A. NPSG.07.06.01 is a new goal on catheter-associated urinary tract infection (CAUTI) that was published in the July 2011 edition of Perspectives. Reasons for this goal are captured in the following quote from the Perspectives article:
“The Joint Commission’s Patient Safety Advisory Group, a group of external national experts on patient safety issues, recommended that NPSG.07.06.01 for CAUTIs be considered for adoption. CAUTI is the most frequent type of health care–acquired infection (HAI), and represents as much as 80% of HAIs in hospitals. The frequency of CAUTIs creates a patient safety and quality concern.”
The Joint Commission recognizes that a variety of surveillance approaches are appropriate for various types of infections. For example, NPSG.07.04.01 on catheter-associated bloodstream infection requires that all catheters be monitored; EP 4 states surveillance must be “hospital-wide, not targeted”. However, NPSG.07.03.01 on multi-drug resistant organisms allows for the risk assessment to drive surveillance, hence EP 4 says surveillance may be “targeted rather than hospital-wide”. In a similar fashion, NPSG.07.05.01 on surgical site infection allows organizations to determine which surgeries to monitor, and EP 5 states, “Surveillance may be targeted to certain procedures based on the hospital’s risk assessment.”
NPSG.07.06.01 on CAUTI does not specify either hospital-wide or targeted surveillance. In fact, it does not specifically require that surveillance for CAUTI be performed at every accredited hospital. Rather, it allows for each organization to decide, based on its risk assessment (IC.01.03.01) whether CAUTI is a priority warranting surveillance.

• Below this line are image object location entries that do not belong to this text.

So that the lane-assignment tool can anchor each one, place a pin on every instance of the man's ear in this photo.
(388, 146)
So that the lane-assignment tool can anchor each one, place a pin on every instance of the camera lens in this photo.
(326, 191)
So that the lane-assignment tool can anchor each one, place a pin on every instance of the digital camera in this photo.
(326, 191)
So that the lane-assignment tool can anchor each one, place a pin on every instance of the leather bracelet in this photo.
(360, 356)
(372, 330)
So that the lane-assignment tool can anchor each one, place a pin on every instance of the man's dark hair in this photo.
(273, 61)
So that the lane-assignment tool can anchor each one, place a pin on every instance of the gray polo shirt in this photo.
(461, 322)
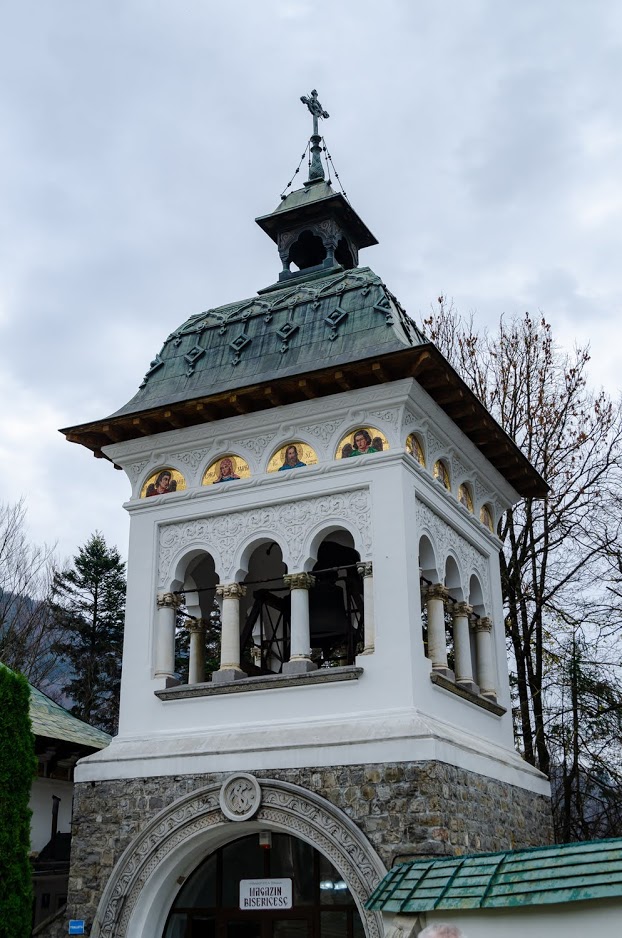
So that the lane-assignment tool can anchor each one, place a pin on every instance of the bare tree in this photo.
(557, 552)
(26, 572)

Having said this, The Joint Commission urges organizations to review the scientific literature and consensus-based guidelines when considering CAUTI surveillance. One summary of the epidemiology of CAUTI that bears consideration is the following excerpt from the CDC/HICPAC document entitled “Guideline for Prevention of Catheter-Associated Urinary Tract Infections 2009”.
Urinary tract infections are the most common type of healthcare-associated infection, accounting for more than 30% of infections reported by acute care hospitals. Virtually all healthcare-associated UTIs are caused by instrumentation of the urinary tract. Catheter-associated urinary tract infection (CAUTI) has been associated with increased morbidity, mortality, hospital cost, and length of stay. In addition, bacteriuria commonly leads to unnecessary antimicrobial use, and urinary drainage systems are often reservoirs for multidrug-resistant bacteria and a source of transmission to other patients.”
For more information see: R3 Report Issue 2 - Catheter-associated urinary tract infections
Survey process note: This new NPSG has a phase-in period during 2012, during which surveyors will be ensuring that hospitals are planning and preparing for full implementation in 2013. Starting in January 2013, a hospital that has decided, based on its risk assessment, that CAUTI surveillance is not indicated should be prepared to discuss this decision with its survey team and provide a clear rationale. Even if surveillance is not performed, the insertion and management requirements of the goal must still be implemented.